Extracting Keras layer weights

Hi, I’ve been playing with the Keras and Tensorflow integrations to create various regression models. Is it possible to extract the training weights applied for each layer, e.g. to investigate which descriptors have a more significant contribution to the output?

Hi @obaker

I’ve never tried it myself but I don’t think that’s possible right away with the Keras nodes. What could work is to use this node: DL Python Network Editor – KNIME Hub and write a few lines of code with something like:

for layer in model.layers:
    weights = layer.get_weights()

I didn’t try myself, therefore would be happy to see if this works for you :slight_smile:

Best, Martyna

Many thanks Martyna,

I tried the following script:

for layer in input_network.layers:

weights = layer.get_weights()

print(weights)

The output was:

[array([[-0.56672734],
[ 0.70339686],
[-0.4260186 ],
[ 0.67352164],
[ 0.1962961 ],
[ 0.2167083 ]], dtype=float32), array([-0.1459628], dtype=float32)]

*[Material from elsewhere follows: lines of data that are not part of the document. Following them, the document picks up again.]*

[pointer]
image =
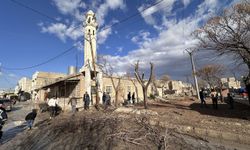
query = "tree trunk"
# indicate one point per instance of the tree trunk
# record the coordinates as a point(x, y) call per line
point(247, 82)
point(116, 98)
point(145, 98)
point(137, 97)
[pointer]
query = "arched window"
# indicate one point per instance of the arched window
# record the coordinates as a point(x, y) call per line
point(89, 20)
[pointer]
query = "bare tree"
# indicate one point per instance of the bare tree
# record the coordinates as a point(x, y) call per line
point(143, 82)
point(229, 34)
point(211, 74)
point(108, 70)
point(133, 80)
point(164, 82)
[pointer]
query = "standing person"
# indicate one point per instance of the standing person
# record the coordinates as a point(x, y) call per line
point(108, 100)
point(214, 97)
point(231, 100)
point(133, 97)
point(3, 118)
point(202, 98)
point(104, 98)
point(129, 97)
point(30, 118)
point(52, 106)
point(73, 103)
point(86, 100)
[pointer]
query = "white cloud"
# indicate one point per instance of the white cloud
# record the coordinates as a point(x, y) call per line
point(12, 75)
point(147, 12)
point(75, 8)
point(186, 2)
point(70, 7)
point(104, 8)
point(62, 31)
point(119, 49)
point(166, 50)
point(103, 35)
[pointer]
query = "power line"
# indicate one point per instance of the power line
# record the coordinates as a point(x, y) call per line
point(132, 16)
point(71, 48)
point(39, 12)
point(42, 63)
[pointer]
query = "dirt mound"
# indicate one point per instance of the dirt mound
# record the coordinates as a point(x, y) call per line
point(99, 130)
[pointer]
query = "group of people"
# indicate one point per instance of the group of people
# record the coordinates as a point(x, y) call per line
point(215, 96)
point(131, 98)
point(106, 99)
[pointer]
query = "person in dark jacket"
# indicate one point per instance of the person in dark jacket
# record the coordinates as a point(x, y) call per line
point(133, 97)
point(202, 98)
point(104, 96)
point(231, 100)
point(86, 100)
point(30, 118)
point(3, 118)
point(73, 102)
point(108, 100)
point(129, 97)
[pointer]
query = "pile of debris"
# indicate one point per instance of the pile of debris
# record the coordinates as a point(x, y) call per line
point(103, 130)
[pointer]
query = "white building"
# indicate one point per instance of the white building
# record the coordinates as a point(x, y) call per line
point(231, 82)
point(24, 84)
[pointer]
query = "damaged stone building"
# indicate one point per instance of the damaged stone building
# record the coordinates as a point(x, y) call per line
point(89, 79)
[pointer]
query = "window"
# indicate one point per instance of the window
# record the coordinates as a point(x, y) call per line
point(108, 89)
point(93, 89)
point(129, 88)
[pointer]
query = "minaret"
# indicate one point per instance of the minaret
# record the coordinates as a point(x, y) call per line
point(90, 28)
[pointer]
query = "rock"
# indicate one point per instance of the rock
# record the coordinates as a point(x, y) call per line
point(124, 110)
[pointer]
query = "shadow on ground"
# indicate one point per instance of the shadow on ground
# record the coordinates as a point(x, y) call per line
point(16, 108)
point(12, 132)
point(240, 111)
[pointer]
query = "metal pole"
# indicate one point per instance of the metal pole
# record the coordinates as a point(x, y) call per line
point(194, 73)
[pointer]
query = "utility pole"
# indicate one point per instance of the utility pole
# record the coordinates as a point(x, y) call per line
point(190, 52)
point(95, 73)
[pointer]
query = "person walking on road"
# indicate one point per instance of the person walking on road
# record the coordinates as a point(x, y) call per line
point(104, 98)
point(52, 106)
point(202, 98)
point(73, 103)
point(129, 97)
point(30, 118)
point(214, 97)
point(108, 100)
point(86, 100)
point(133, 97)
point(3, 118)
point(231, 100)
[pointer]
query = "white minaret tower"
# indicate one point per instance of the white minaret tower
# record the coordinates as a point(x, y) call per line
point(90, 28)
point(90, 55)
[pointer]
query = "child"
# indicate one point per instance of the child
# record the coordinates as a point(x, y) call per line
point(31, 117)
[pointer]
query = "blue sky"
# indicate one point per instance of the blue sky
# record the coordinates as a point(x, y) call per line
point(159, 34)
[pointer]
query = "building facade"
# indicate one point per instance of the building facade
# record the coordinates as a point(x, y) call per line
point(231, 82)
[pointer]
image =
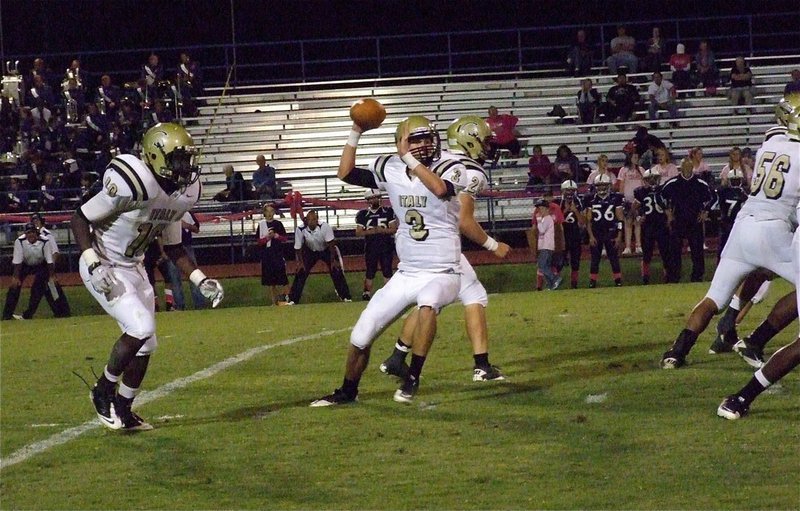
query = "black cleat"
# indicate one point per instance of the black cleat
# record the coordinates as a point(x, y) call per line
point(338, 397)
point(732, 408)
point(103, 402)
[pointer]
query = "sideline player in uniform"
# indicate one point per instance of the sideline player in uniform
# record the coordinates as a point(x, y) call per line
point(604, 221)
point(761, 236)
point(377, 225)
point(468, 142)
point(428, 246)
point(140, 199)
point(650, 206)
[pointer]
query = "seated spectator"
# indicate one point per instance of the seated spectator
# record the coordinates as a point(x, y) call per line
point(661, 96)
point(741, 84)
point(588, 102)
point(707, 70)
point(681, 65)
point(540, 170)
point(505, 133)
point(266, 188)
point(566, 165)
point(794, 83)
point(664, 166)
point(656, 46)
point(579, 58)
point(622, 48)
point(622, 99)
point(735, 163)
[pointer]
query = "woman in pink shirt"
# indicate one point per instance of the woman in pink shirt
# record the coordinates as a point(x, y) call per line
point(629, 179)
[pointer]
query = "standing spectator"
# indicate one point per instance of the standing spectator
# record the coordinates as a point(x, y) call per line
point(377, 225)
point(735, 163)
point(264, 179)
point(707, 70)
point(190, 226)
point(579, 58)
point(688, 197)
point(33, 255)
point(741, 84)
point(604, 223)
point(540, 170)
point(505, 133)
point(622, 99)
point(661, 96)
point(622, 48)
point(664, 166)
point(314, 242)
point(572, 208)
point(545, 229)
point(272, 237)
point(655, 51)
point(588, 102)
point(794, 84)
point(650, 208)
point(681, 65)
point(630, 177)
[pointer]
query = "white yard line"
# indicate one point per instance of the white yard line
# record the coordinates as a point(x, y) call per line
point(67, 435)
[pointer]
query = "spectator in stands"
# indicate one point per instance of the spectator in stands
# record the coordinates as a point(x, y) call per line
point(540, 170)
point(735, 163)
point(602, 170)
point(681, 65)
point(629, 178)
point(706, 65)
point(264, 180)
point(664, 166)
point(794, 84)
point(655, 51)
point(588, 102)
point(313, 242)
point(622, 52)
point(566, 165)
point(661, 96)
point(505, 132)
point(579, 58)
point(622, 99)
point(741, 89)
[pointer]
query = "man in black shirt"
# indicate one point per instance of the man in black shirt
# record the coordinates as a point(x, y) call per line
point(377, 225)
point(689, 198)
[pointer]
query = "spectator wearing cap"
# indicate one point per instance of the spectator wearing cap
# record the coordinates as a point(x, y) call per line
point(33, 255)
point(313, 242)
point(272, 239)
point(377, 225)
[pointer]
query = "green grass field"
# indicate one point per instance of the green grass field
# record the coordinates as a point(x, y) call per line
point(585, 420)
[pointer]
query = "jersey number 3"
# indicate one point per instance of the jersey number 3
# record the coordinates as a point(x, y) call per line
point(770, 176)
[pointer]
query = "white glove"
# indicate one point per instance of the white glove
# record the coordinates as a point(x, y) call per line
point(212, 290)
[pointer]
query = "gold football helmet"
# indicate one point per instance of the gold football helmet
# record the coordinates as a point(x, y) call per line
point(420, 128)
point(169, 151)
point(787, 113)
point(470, 135)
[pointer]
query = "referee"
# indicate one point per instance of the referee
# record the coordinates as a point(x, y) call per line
point(689, 198)
point(314, 242)
point(33, 255)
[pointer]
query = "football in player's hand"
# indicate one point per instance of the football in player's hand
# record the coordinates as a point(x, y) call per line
point(367, 113)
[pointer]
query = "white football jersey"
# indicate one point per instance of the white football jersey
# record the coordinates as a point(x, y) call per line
point(132, 209)
point(775, 187)
point(427, 237)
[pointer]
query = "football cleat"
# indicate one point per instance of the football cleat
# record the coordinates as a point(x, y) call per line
point(405, 394)
point(490, 373)
point(732, 408)
point(753, 355)
point(394, 367)
point(338, 397)
point(104, 406)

Which seems to be providing the weights of for each input of the output layer (the previous hidden layer has units set to 6) and the bias for the single output from what I can gather.

I then tried:

weights = input_network.layers[n].get_weights()

print(weights)

Setting n to 0 produces an empty array; setting it to 1 gets:

[array([[ 0.05995397, -0.00583802, -0.02627624, …, 0.07960415,
-0.0030279 , 0.09760958],
[ 0.05237714, 0.32031453, -0.136054 , …, -0.0160518 ,
-0.08330175, -0.26821765],
[-0.05924191, -0.06899629, -0.10395959, …, -0.11672791,
0.01968573, 0.14336964],
…,
[ 0.0607434 , -0.08397063, -0.11287836, …, 0.17125243,
-0.1131455 , -0.29807684],
[ 0.02694276, -0.02275021, 0.06482922, …, 0.00939793,
-0.13269325, -0.0043444 ],
[-0.01448575, -0.05100604, -0.04802338, …, -0.02684082,
-0.10061178, 0.02150529]], dtype=float32), array([-0.01368791, 0.03029771, -0.01598322, 0.00353007, 0.08862251,
0.02099467, -0.04430205, -0.00410087, -0.00669016, -0.01247101,
0. , -0.00355268, 0.03371308, 0.04462691, -0.00604936,
0. , 0.06118366, 0. , -0.01530698, -0.00567513,
-0.01489197, -0.00861696, -0.00748049, -0.01085868, 0.08864058,
-0.00957905, 0.00849783, 0.05578578, 0.01093601, -0.01094973,
0.07033565, 0.02749405, -0.00671388, -0.0312944 , 0.01065349,
0.0193467 , -0.01158637, 0.08465705, -0.01181047, 0.06756084,
-0.02029116, 0. , 0.03816274, 0.04647782, 0.0558208 ,
-0.01042831, 0.09514122, 0.0219849 , 0. , -0.01085258,
0.02671827, 0.00577785, -0.00738894, -0.01766891, 0.07284803,
0.03648164, -0.00934833, 0.01829179, -0.00665828, 0.04210905],
dtype=float32)]

That second array again appears to show the output weights (the first and second dense layers have units set to 60) but the first is a bit more confusing as it does not appear to be printing all elements (the shape of the input layer is 269).